Total Other Income (Expense)   (87 )     21       (64 )     40  
               
Net Income   6,623       2,779       15,547       7,133  
               
Preferred Stock Dividends                     (4 )
               
Net Income Attributable to Noncontrolling Interests   (113 )     (82 )     (262 )     (236 )
               
Net Income Attributable to Common Stockholders and Participating Securities $ 6,510     $ 2,697     $ 15,285     $ 6,893  
               
Net Income per Common Share - Basic $ 0.30     $ 0.14     $ 0.71     $ 0.44  
               
Net Income per Common Share - Diluted $ 0.30     $ 0.14     $ 0.71     $ 0.44  
               
Weighted Average Shares of Common Stock Outstanding - Basic   21,428,905       19,410,307       21,417,149       15,588,544  
               
Weighted Average Shares of Common Stock Outstanding - Diluted   21,802,487       19,555,867       21,815,763       15,637,064  

Non-GAAP Financial Information

Funds From Operations

The Company calculates FFO in accordance with the current National Association of Real Estate Investment Trusts (“NAREIT”) definition. NAREIT currently defines FFO as follows: net income (loss) (computed in accordance with GAAP) excluding depreciation and amortization related to real estate, gains and losses from the sale of certain real estate assets, and impairment write-downs of certain real estate assets and investments in entities when the impairment is directly attributable to decreases in the value of depreciable real estate held by an entity. Other REITs may not define FFO in accordance with the NAREIT definition or may interpret the current NAREIT definition differently and therefore the Company’s computation of FFO may not be comparable to such other REITs.

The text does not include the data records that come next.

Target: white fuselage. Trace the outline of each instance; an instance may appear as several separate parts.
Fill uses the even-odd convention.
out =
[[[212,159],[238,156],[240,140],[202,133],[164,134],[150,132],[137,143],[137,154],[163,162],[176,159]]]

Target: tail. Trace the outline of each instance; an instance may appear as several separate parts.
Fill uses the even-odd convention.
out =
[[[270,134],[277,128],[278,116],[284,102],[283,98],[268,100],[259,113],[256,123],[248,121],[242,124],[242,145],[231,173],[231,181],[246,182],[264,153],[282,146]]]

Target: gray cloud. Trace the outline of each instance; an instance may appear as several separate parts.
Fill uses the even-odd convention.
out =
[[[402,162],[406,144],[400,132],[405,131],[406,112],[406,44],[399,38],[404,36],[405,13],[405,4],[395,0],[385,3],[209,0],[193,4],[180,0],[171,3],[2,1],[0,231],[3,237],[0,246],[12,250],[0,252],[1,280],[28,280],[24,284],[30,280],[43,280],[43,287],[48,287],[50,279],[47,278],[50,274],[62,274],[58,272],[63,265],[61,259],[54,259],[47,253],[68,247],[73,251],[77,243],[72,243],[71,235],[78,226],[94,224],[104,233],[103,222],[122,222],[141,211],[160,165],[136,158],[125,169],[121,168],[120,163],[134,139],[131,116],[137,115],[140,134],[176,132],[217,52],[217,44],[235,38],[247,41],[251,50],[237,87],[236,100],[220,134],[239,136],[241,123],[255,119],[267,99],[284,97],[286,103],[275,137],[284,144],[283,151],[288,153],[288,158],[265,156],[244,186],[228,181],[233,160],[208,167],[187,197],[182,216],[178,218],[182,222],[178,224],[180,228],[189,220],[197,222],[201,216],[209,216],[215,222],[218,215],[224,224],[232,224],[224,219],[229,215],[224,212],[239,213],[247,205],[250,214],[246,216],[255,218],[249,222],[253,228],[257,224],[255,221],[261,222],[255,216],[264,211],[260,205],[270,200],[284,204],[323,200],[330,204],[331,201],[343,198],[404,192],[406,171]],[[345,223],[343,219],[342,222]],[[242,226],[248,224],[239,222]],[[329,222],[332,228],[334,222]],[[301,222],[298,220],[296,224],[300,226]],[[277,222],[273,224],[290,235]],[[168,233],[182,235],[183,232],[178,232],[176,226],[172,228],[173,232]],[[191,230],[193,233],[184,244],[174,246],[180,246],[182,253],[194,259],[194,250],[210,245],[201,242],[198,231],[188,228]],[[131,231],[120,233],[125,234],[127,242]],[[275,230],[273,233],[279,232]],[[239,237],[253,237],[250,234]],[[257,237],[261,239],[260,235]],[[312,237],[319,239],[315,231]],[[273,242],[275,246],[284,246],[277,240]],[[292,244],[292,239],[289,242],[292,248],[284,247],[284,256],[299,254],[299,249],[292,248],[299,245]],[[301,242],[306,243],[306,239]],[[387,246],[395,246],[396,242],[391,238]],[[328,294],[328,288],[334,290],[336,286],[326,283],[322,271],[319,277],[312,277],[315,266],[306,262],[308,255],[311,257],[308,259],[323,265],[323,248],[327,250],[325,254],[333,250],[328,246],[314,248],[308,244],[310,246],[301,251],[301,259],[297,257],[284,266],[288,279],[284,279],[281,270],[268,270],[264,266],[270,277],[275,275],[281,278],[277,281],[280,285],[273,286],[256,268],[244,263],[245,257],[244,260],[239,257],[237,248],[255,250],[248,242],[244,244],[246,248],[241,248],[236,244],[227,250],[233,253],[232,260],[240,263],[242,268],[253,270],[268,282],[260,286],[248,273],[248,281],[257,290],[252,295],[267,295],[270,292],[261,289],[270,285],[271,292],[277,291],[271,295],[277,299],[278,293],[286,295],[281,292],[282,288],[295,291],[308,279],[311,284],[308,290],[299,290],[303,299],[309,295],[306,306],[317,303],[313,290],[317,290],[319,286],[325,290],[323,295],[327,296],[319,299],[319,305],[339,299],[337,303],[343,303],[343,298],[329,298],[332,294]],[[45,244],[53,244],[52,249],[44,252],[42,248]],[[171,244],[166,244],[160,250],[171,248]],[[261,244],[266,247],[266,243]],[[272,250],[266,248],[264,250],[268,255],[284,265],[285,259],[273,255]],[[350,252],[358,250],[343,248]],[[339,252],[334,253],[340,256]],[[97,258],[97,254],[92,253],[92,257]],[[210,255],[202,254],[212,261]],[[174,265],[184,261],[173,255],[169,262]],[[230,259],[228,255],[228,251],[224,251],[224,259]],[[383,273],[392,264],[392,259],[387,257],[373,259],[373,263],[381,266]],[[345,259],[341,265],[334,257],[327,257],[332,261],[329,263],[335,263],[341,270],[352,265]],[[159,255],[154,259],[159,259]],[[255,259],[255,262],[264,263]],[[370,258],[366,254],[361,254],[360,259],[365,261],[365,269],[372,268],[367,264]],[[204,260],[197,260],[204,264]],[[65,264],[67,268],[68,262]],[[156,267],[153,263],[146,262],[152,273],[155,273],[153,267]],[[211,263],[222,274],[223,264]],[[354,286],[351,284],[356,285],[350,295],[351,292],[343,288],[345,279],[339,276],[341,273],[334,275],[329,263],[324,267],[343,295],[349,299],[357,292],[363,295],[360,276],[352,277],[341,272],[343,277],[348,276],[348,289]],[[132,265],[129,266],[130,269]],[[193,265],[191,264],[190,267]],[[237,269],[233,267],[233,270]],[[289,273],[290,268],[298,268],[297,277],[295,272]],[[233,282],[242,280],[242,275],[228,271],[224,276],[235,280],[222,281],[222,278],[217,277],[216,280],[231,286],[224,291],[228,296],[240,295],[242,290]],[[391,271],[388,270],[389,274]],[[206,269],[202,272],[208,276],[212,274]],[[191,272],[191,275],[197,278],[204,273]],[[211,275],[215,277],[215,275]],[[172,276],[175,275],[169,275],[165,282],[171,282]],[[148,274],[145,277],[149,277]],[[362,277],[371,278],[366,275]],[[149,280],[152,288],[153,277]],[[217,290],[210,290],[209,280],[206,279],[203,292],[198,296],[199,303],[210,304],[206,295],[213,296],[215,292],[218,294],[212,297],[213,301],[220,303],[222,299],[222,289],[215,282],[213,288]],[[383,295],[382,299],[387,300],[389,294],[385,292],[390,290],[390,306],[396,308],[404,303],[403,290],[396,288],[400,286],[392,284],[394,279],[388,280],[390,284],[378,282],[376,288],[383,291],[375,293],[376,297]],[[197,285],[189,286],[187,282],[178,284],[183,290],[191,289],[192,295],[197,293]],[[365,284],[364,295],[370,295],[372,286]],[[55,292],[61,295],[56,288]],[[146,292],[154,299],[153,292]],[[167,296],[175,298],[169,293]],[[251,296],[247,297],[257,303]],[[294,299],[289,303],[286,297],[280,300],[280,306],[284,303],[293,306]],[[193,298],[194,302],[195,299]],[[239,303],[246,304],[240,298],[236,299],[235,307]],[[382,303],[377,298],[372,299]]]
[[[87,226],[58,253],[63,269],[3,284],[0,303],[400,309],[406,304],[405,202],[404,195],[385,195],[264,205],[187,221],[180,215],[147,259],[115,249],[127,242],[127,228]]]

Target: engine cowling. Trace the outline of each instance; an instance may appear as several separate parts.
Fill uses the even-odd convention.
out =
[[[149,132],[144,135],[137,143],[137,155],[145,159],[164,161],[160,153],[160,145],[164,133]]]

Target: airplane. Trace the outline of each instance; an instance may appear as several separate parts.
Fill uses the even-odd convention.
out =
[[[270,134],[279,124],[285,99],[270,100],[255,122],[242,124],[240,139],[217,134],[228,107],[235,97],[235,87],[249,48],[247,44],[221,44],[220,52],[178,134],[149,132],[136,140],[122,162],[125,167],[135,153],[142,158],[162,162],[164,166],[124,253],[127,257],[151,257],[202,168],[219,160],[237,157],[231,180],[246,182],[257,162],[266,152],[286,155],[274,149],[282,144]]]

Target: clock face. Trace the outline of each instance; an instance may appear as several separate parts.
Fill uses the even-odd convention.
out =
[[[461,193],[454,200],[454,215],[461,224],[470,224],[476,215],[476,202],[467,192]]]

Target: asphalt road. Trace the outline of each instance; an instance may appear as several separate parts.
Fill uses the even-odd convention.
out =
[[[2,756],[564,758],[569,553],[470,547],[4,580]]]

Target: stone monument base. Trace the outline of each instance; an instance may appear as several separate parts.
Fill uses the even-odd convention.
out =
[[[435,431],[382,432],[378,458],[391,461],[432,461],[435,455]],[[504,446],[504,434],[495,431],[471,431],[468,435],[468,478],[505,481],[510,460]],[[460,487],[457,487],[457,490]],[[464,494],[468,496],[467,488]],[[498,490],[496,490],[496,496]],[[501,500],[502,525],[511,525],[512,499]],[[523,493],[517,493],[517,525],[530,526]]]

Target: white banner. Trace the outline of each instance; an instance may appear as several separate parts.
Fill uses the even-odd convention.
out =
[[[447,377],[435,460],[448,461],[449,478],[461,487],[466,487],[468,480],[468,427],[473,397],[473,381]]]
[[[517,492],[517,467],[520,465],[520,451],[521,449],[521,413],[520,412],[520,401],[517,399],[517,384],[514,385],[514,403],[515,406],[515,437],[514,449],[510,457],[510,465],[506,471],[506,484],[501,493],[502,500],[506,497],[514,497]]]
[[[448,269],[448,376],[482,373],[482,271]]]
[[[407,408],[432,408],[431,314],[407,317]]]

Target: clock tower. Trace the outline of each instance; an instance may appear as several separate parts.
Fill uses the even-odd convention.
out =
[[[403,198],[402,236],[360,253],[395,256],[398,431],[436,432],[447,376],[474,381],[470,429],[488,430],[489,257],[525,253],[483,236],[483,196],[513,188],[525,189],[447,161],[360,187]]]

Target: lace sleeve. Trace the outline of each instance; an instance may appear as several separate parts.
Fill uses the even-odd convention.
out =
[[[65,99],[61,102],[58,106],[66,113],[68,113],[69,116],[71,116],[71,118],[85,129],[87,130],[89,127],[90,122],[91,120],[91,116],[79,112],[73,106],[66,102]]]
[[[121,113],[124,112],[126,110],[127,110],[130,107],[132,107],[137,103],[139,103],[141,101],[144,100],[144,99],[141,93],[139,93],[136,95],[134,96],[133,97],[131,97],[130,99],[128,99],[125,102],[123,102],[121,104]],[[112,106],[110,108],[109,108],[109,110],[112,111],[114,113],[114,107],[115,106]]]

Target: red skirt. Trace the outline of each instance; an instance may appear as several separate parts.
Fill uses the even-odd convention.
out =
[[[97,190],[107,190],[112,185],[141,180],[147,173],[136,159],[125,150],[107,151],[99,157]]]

Adjusted Funds From Operations

The Company calculates AFFO by starting with FFO and adding back non-cash and certain non-recurring transactions, including non-cash components of compensation expense. Other REITs may not define AFFO in the same manner and therefore the Company’s calculation of AFFO may not be comparable to such other REITs. You should not consider FFO and AFFO to be alternatives to net income as a reliable measure of our operating performance; nor should you consider FFO and AFFO to be alternatives to cash flows from operating, investing or financing activities (as defined by GAAP) as measures of liquidity.

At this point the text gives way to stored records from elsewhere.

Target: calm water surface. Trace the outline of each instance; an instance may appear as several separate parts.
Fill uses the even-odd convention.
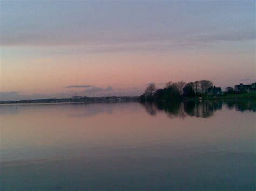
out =
[[[0,190],[252,190],[255,101],[0,105]]]

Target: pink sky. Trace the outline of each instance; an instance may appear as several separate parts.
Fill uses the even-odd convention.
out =
[[[0,100],[139,95],[150,82],[208,79],[224,88],[255,80],[253,2],[77,3],[2,3]]]

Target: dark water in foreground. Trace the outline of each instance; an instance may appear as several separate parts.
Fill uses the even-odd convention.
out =
[[[255,102],[0,105],[0,190],[254,190]]]

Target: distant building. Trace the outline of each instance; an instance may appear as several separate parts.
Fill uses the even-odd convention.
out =
[[[221,95],[221,88],[216,87],[215,86],[211,87],[207,89],[207,94],[209,95]]]
[[[256,82],[253,83],[251,84],[244,84],[240,83],[239,85],[235,85],[234,88],[235,92],[256,92]]]

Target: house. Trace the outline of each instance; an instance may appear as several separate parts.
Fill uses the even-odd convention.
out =
[[[211,86],[207,89],[207,94],[209,95],[219,95],[221,94],[221,88]]]
[[[237,93],[239,92],[256,92],[256,82],[251,84],[244,84],[240,83],[239,85],[235,85],[234,88],[234,91]]]

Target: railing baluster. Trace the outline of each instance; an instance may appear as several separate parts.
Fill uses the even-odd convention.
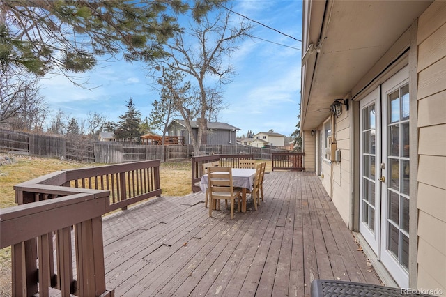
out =
[[[57,279],[62,297],[68,297],[73,282],[72,250],[71,247],[71,227],[57,231],[56,233]]]
[[[49,257],[52,257],[52,249],[49,251],[48,245],[48,234],[43,234],[37,238],[37,250],[39,259],[39,296],[46,297],[49,295],[51,286],[49,276]]]

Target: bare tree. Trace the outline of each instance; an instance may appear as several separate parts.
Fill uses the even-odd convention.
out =
[[[107,118],[105,116],[98,112],[92,113],[89,112],[86,116],[86,132],[90,137],[96,136],[100,128],[105,123]]]
[[[149,116],[149,125],[154,130],[162,132],[162,143],[164,143],[169,123],[180,114],[178,102],[184,101],[183,97],[189,91],[190,84],[183,83],[185,75],[172,69],[162,71],[162,76],[158,79],[162,86],[160,91],[160,99],[154,100]],[[182,85],[183,84],[183,85]]]
[[[230,10],[211,11],[198,21],[190,23],[183,34],[176,33],[167,44],[169,59],[158,63],[154,70],[171,69],[185,75],[191,82],[189,95],[176,93],[176,107],[185,122],[191,136],[194,154],[198,155],[203,135],[207,128],[206,119],[216,116],[224,107],[222,100],[222,85],[231,82],[235,74],[233,67],[224,63],[224,58],[236,51],[237,43],[248,36],[252,26],[241,21],[231,26]],[[197,117],[198,133],[194,137],[191,121]]]

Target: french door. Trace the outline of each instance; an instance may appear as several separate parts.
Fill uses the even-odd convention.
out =
[[[360,232],[379,256],[380,214],[380,88],[376,88],[361,100],[360,118]]]
[[[409,106],[407,66],[360,104],[360,231],[401,287],[408,286]]]

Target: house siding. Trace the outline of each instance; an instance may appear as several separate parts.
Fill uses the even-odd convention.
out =
[[[342,114],[335,118],[334,128],[337,148],[341,151],[341,162],[332,162],[332,199],[346,224],[350,224],[350,111],[343,107]]]
[[[446,292],[446,2],[420,17],[417,33],[417,287]]]
[[[304,131],[303,139],[304,167],[305,171],[314,172],[316,171],[316,137],[312,136],[310,131]]]

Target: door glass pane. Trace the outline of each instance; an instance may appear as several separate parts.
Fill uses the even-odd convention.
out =
[[[375,197],[375,185],[374,181],[370,181],[370,205],[376,208],[376,205],[375,205],[375,201],[376,200],[376,197]]]
[[[367,203],[362,204],[362,222],[369,224],[369,204]]]
[[[364,153],[369,153],[369,131],[366,131],[363,133],[363,142],[362,142],[362,150],[364,151]]]
[[[364,185],[362,186],[362,199],[369,201],[369,180],[364,178]]]
[[[409,238],[404,234],[402,235],[401,243],[401,265],[406,270],[409,269]]]
[[[409,199],[401,197],[401,229],[409,233]]]
[[[410,172],[410,163],[407,160],[401,160],[401,193],[409,195],[410,193],[410,183],[409,177]]]
[[[399,156],[399,125],[389,127],[389,155]]]
[[[362,163],[364,167],[362,175],[364,175],[364,176],[369,177],[369,156],[368,155],[364,156],[364,162]]]
[[[389,95],[390,123],[399,121],[399,90]]]
[[[370,223],[369,224],[369,229],[372,232],[375,231],[375,210],[370,207]]]
[[[401,123],[401,156],[409,158],[409,123]]]
[[[369,125],[369,109],[364,108],[362,109],[362,130],[369,130],[370,125]]]
[[[389,187],[399,190],[399,160],[389,159]]]
[[[404,121],[409,119],[410,102],[408,84],[406,84],[401,88],[401,120]]]
[[[392,191],[389,192],[389,205],[387,205],[387,218],[394,223],[398,224],[399,222],[399,196]]]
[[[370,129],[375,129],[376,128],[376,117],[375,105],[373,104],[370,105]]]
[[[398,228],[396,228],[393,224],[387,222],[387,250],[398,259]]]

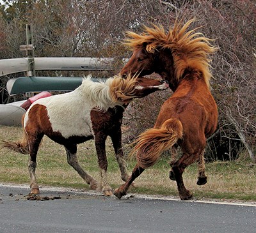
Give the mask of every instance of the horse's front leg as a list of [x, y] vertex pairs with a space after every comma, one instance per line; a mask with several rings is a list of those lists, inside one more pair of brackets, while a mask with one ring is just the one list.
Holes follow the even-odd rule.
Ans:
[[205, 162], [204, 161], [204, 151], [203, 149], [199, 156], [198, 160], [198, 176], [196, 184], [204, 185], [207, 183], [207, 177], [205, 175]]
[[66, 149], [67, 162], [78, 173], [78, 174], [86, 182], [87, 184], [90, 184], [90, 187], [92, 190], [96, 190], [97, 188], [97, 183], [89, 174], [86, 173], [80, 166], [78, 163], [77, 153], [77, 146], [73, 145], [65, 145], [65, 149]]
[[97, 154], [98, 156], [98, 163], [100, 169], [101, 188], [105, 196], [113, 195], [112, 188], [108, 182], [107, 169], [108, 160], [106, 154], [106, 140], [107, 135], [102, 132], [99, 132], [95, 135], [95, 141]]
[[39, 145], [43, 138], [44, 135], [38, 134], [36, 135], [29, 135], [29, 158], [28, 161], [28, 172], [30, 176], [30, 193], [39, 194], [39, 186], [36, 182], [36, 154], [38, 151]]
[[183, 182], [182, 174], [186, 167], [194, 163], [198, 158], [199, 154], [199, 153], [184, 153], [181, 158], [178, 160], [172, 167], [172, 170], [173, 171], [178, 188], [179, 195], [181, 200], [190, 200], [193, 197], [192, 193], [185, 187]]
[[123, 185], [115, 190], [114, 195], [119, 199], [120, 199], [122, 197], [125, 195], [131, 184], [132, 184], [134, 179], [137, 178], [144, 171], [144, 169], [136, 165], [132, 170], [132, 175]]

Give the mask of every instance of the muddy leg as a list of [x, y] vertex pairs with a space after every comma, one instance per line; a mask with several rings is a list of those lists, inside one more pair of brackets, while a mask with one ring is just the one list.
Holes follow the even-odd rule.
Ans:
[[29, 135], [29, 145], [30, 156], [28, 161], [28, 172], [30, 176], [30, 193], [33, 194], [39, 194], [39, 186], [36, 179], [36, 154], [38, 151], [40, 143], [43, 138], [43, 134], [36, 135]]
[[112, 188], [109, 186], [107, 179], [108, 160], [106, 154], [106, 140], [107, 135], [99, 132], [95, 135], [95, 143], [98, 163], [100, 169], [101, 189], [105, 196], [111, 196], [113, 194]]
[[129, 178], [129, 175], [126, 169], [126, 162], [124, 156], [124, 151], [122, 147], [121, 129], [117, 130], [115, 133], [115, 135], [111, 135], [110, 137], [115, 149], [116, 159], [121, 172], [121, 178], [124, 181], [126, 181]]
[[90, 184], [91, 189], [95, 190], [97, 187], [97, 181], [88, 173], [84, 172], [78, 163], [77, 156], [76, 155], [77, 146], [76, 144], [65, 146], [67, 152], [68, 163], [78, 173], [78, 174]]
[[204, 161], [204, 149], [199, 156], [198, 160], [198, 177], [197, 178], [196, 184], [204, 185], [207, 183], [207, 177], [205, 175], [205, 163]]
[[129, 186], [132, 183], [134, 180], [137, 178], [144, 171], [144, 169], [142, 169], [136, 165], [132, 170], [132, 175], [123, 185], [115, 190], [114, 195], [119, 199], [120, 199], [122, 197], [126, 195]]

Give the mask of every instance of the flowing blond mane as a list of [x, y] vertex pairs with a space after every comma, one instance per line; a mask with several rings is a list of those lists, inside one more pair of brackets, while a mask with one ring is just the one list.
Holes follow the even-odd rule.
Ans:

The table below is a reconciliation of net income attributable to common stockholders to FFO and AFFO for the three and nine months ended September 30, 2022 and 2021 (in thousands, except share and per share amounts):

  Three Months Ended September 30, 2022   Nine Months Ended September 30, 2022
    2022     2021     2022     2021
               
Net income attributable to common stockholders and participating securities $ 6,510   $ 2,697   $ 15,285   $ 6,893
Net income attributable to noncontrolling interests   113     82     262     236
Net income attributable to common stockholders - diluted   6,623     2,779     15,547     7,129
Adjustments:              
Real estate depreciation and amortization   3,630     2,464     9,113     5,601
Loss on sale of real estate           60    
FFO attributable to common stockholders - diluted (1)   10,253     5,243     24,720     12,730
Severance   25         1,752    
Stock- based compensation   280     816     1,201     1,820
Non-cash interest expense   59         92    
Amortization of straight-line rent expense   6         12    
AFFO attributable to common stockholders - diluted(2) $ 10,623   $ 6,059   $ 27,777   $ 14,550
               
FFO per share - diluted $ 0.47   $ 0.27   $ 1.13   $ 0.81
AFFO per share - diluted $ 0.49   $ 0.31   $ 1.27   $ 0.93
               

(1) In the third quarter FFO diluted and AFFO diluted is calculated and presented on a fully diluted basis and comparative prior period balances for FFO and AFFO were calculated to conform to the third quarters presentation.